I had Hashimoto’s thyroiditis when I was young, and it destroyed my thyroid function. Fortunately, hypothyroidism is super easy to treat with a daily pill that gives you all the thyroxine you require. You may need repeated blood tests for several months to get the dose adjusted, but after your doctor finds the right level for you, all you have to do is take your pill every day.
I get 125 grams per month (25 grams per day over 5 days). My doctor said that because I have a severe case of CIDP, with a lot of ongoing nerve damage, he wanted to “hit it hard” and try to stop the disease’s progress. Ask your doctor to explain your dose.
I’m on Medicare, and have Part D drug insurance. For my first month of IVIG (March of this year), my co-pay for the drug was almost $4,000. That put me into and out of the “donut hole” or coverage gap, and I went straight into catastrophic coverage.

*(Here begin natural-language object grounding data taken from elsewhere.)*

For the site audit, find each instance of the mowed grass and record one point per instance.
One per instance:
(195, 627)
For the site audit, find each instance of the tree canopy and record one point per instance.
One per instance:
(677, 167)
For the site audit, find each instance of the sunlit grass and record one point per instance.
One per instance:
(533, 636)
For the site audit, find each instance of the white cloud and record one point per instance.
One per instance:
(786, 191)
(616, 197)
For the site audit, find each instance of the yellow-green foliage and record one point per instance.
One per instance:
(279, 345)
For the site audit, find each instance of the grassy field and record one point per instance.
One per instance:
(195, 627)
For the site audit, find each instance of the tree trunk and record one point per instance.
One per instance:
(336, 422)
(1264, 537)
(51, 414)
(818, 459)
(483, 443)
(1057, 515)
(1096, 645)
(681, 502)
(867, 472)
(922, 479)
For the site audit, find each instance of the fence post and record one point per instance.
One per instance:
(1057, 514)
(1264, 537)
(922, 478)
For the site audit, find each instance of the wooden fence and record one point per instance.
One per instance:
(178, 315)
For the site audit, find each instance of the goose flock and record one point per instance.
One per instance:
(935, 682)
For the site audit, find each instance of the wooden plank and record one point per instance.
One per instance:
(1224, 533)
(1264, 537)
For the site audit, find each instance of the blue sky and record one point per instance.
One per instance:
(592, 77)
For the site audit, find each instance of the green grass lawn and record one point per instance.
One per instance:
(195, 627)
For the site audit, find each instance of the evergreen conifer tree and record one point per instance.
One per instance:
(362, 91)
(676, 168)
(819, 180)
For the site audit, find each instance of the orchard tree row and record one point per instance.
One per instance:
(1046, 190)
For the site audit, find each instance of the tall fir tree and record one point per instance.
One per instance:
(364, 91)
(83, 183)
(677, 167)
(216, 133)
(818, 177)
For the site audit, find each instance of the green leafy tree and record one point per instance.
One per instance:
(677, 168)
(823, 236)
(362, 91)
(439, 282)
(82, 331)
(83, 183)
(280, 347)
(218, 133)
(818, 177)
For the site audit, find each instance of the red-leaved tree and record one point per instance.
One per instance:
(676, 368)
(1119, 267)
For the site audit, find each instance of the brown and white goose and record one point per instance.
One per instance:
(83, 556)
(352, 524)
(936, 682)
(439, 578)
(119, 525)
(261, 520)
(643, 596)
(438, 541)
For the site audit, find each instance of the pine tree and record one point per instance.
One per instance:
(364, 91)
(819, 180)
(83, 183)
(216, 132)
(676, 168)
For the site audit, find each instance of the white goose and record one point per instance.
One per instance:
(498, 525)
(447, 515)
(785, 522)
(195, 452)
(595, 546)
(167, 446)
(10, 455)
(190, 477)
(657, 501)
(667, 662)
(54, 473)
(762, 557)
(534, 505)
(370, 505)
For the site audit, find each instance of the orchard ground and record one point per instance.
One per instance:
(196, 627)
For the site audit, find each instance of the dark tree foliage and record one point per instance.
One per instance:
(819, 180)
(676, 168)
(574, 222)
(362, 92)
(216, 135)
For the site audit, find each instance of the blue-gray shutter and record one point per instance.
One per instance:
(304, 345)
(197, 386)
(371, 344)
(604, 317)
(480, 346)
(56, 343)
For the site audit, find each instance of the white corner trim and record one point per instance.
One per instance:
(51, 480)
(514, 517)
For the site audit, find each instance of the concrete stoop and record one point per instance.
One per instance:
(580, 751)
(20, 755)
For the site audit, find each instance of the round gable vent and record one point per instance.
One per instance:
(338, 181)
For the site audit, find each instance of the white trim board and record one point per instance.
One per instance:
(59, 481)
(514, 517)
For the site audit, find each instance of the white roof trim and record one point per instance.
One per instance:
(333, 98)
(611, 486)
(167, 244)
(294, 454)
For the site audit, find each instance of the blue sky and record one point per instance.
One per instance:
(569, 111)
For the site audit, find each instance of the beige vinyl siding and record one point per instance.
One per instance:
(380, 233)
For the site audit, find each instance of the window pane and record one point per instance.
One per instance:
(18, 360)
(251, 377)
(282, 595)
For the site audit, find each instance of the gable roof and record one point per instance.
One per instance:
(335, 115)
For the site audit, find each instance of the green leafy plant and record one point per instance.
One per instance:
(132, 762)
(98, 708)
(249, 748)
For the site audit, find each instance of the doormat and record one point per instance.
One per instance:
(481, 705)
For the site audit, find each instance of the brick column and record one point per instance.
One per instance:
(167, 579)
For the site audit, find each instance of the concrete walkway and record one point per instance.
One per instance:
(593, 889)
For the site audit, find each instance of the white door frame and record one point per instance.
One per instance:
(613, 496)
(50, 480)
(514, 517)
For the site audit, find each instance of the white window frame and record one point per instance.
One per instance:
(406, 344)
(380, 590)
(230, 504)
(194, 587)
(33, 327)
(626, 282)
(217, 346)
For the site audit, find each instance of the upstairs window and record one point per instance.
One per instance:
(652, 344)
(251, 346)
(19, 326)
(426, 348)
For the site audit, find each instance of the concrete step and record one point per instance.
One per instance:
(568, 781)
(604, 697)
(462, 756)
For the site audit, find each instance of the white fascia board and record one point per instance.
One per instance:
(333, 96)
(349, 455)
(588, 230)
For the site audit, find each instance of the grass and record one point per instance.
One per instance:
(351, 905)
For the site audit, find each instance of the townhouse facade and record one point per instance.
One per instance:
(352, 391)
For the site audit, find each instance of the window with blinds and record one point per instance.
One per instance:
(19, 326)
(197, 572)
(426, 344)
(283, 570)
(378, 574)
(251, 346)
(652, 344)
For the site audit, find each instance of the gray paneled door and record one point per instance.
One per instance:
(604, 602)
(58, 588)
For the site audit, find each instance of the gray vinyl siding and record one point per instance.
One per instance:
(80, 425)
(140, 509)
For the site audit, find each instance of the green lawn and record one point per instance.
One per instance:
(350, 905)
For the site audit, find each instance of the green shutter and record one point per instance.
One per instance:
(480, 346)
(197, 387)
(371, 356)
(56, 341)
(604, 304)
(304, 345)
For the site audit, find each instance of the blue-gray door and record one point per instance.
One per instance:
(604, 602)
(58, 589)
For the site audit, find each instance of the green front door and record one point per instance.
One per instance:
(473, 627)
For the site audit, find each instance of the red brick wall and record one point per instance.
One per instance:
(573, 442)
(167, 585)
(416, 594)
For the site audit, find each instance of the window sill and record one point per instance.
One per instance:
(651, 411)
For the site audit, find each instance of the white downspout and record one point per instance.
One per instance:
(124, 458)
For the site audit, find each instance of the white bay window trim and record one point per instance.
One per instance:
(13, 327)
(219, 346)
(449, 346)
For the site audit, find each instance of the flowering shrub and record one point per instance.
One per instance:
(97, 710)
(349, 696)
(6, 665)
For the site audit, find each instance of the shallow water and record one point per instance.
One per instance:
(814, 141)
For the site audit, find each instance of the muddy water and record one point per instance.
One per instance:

Now my co-pay for the drug is less than $1,000 a month for the rest of the year. (Next January I’ll have to pay the $4,000 again.) I have to pay for nursing care out of pocket — another $200 a month. Medicare doesn’t cover home infusions, and the infusion centers around here all use Gammagard, which my insurance won’t cover. I get GammunexC, the only infusion drug FDA approved for CIDP, but no infusion center will give it to me because they have contracts with the company that makes Gammagard. The nurse comes to my house on any schedule my doctor prescribes. My total out of pocket costs for one year for the med and nursing together will be about $23,000. I’ve heard that infusion manufacturers give price breaks to people who need help and apply for it, but I’m afraid I don’t have any info about that. Perhaps someone else does.